This scam works because people do not want to lose their home and people are always willing to take a risk. Depending on who you ask this may be a valid deal, and that point depends on how much money the investor is trying to make. A little profit is acceptable, but a huge profit in a short period of time is predatory and thus a scam.
Let there be no mistake – whoever puts up the money wants to own the home, and hoping the almost- evicted homeowner gets into trouble again. Here is how the home buy back or foreclosure saving rescue idea actually works:
A homeowner is behind on the mortgage and is in foreclosure. A prince or princess shows up with an offer to rescue the homeowner. Putting up the money to get the home out of foreclosure, the investor becomes the homeowner. The people being rescued become renters.

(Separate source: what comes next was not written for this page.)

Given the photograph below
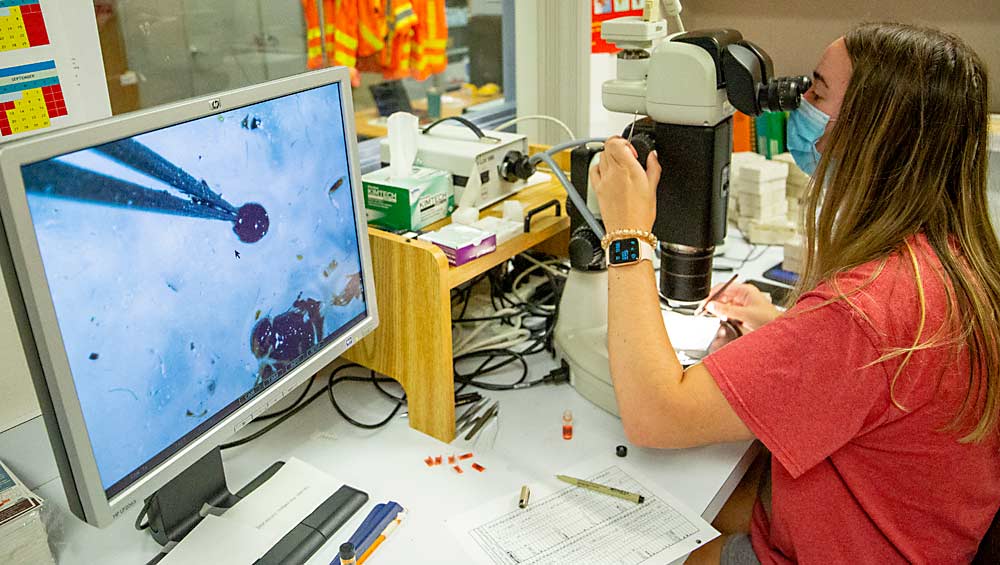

At some point the renters want to own the home again. If they close the deal the rescuers make a hefty profit. If the homeowners get into trouble financially they can continue to rent or get evicted, but they do not buy the home.
The transaction was not just a sale with buyback option, but a “disguised loan” with an exorbitant interest rate. In one case, investors advanced $36,000 towards the mortgage and were repaid $79,000 a year later. That’s a 120 percent interest rate, and that is where the potential for legal problems comes into play.
The deal is also risky for the investor. Most people lose their homes a second time anyway. If home prices decline the investor makes less. If prices go up and the investor made some money from the rent, there is a potential for a nice profit.
Home buyback or foreclosure rescue is argued as legal, illegal, or a high interest rate scam, depending on who you talk to.